New relevant references have been identified through a structured assessment of the literature and

incorporated in the various chapters of the 2017 Urothelial Carcinoma of the Upper Urinary Tract Guidelines.

 Key changes for the 2017 print:

New section 3.3.1.1 – Summary of evidence for Chapter 3 (Epidemiology, aetiology and pathology) has been added.

 3.3.1.1     Summary of evidence for histology and classification

Summary of evidence LE
A small proportion of upper tract urothelial carcinoma belong to the tumour spectrum of the hereditary non-polyposis colorectal cancer. 3

New section 5.3 – Summary of evidence section has been added to the Guidelines for the diagnosis of upper tract urothelial carcinoma.

 5.3           Summary of evidence and guidelines for the diagnosis of upper tract urothelial carcinoma

Summary of evidence LE
The diagnosis of urothelial carcinoma of the upper urinary depends on computed tomography urography. 2
Selective urinary cytology has high sensitivity in high-grade tumours including carcinoma in situ. 3

New section 7.1.2.4 – Summary of evidence section has been added to the Guidelines for radical nephroureterectomy. 

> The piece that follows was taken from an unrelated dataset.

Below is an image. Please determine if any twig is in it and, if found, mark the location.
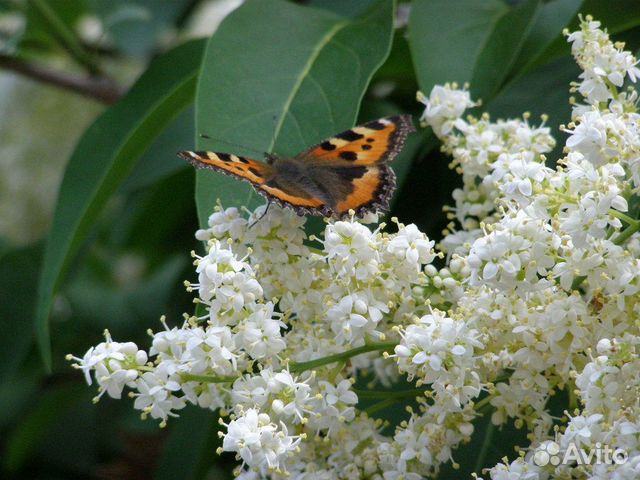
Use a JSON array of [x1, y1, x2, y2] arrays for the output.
[[0, 53, 124, 105]]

7.1.2.4     Summary of evidence and guidelines for radical nephroureterectomy

Summary of evidence LE
Radical nephroureterectomy is the standard in high-risk upper tract urothelial carcinoma, regardless of tumour location. 2
Open and laparoscopic approaches have equivalent efficacy and safety in T1–2/N0 upper tract urothelial carcinoma. 2

 

2016

All chapters of the 2016 Urothelial Carcinomas of the Upper Urinary Tract Guidelines have been updated, based on the 2015 version of the guideline.Conclusions and recommendations have been rephrased and added to, throughout the current document.

Key changes for the 2016 print:

Changed or new conclusions and recommendations can be found in sections:

  • Section 6.2 Molecular markers has been added as a new topic.
  • Section 6.4 Bladder recurrence has been added as a new topic.

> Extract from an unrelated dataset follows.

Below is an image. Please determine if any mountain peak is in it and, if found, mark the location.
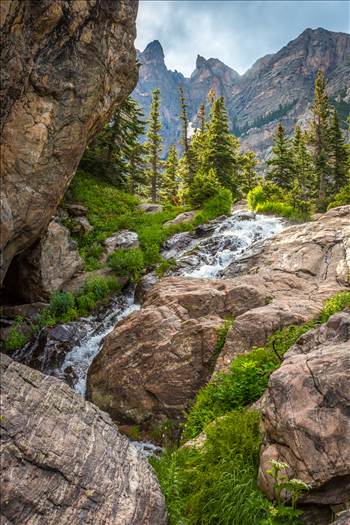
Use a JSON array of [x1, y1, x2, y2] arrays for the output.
[[142, 40, 164, 64], [196, 55, 207, 69]]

New recommendations have been included in Chapter 6 – Prognosis

6.6 Summary of evidence and guidelines for prognosis

Summary of evidence LE
Age, sex and ethnicity are no longer considered as independent prognostic factors. 3
The primary recognised post-operative prognostic factors are tumour stage and grade, extranodal extension and lymphocascular invasion. 3 

 

Recommendation LE GR
Use MSI as an independent molecular prognostic marker to help detect germline mutations and hereditary cancers. 3  C
Use the American Society of Anesthesiologists (ASA) score to assess cancer-specific survival following surgery. 3 C

MSI = Microsatellite instability. 

  • In section 7.1.2.1 Laparoscopic radical nephrectomy, the findings of a systematic review (Oncological outcomes of laparoscopic/robotic radical nephroureterectomy versus open radical nephroureterectomy for UTUC) have been included.
  • Section 7.2.2 Systemic chemotherapy has been expanded.
  • A new algorithm – Figure 7.2 Surgical treatment according to location and risk status – has been included.

2015

The literature for the complete document has been assessed and updated, whenever relevant.

  • Key changes for the 2015 print:
    New algorithms have been included:
    Fig. 3.1: Selection of patients with UTUC for hereditary screening from first medical interview.
    Fig. 6.1: UTUC prognostic factors;
    Fig. 6.2: Risk stratification of UTUC (table presentation in the 2014 print version);
    Fig. 7.1: Proposed flowchart for the management of UTUC was amended.

In Table 7.1. Guidelines for kidney sparing management of low-risk UTUC, the open surgical approach options have been expanded, not resulting in a change in the grade of recommendation (GR).

Surgical open approach
Renal pelvis or calyces:
Partial pyelectomy or partial nephrectomy is seldom indicated.
C
Ureter – Mid & proximal:
Ureteroureterostomy is indicated for tumours that cannot be removed completely endoscopically.
C
Ureter – Distal:
Complete distal ureterectomy and neocystostomy are indicated for tumours in the distal ureter that cannot be removed completely endoscopically.
C

2013

Limited update to include the most recent data.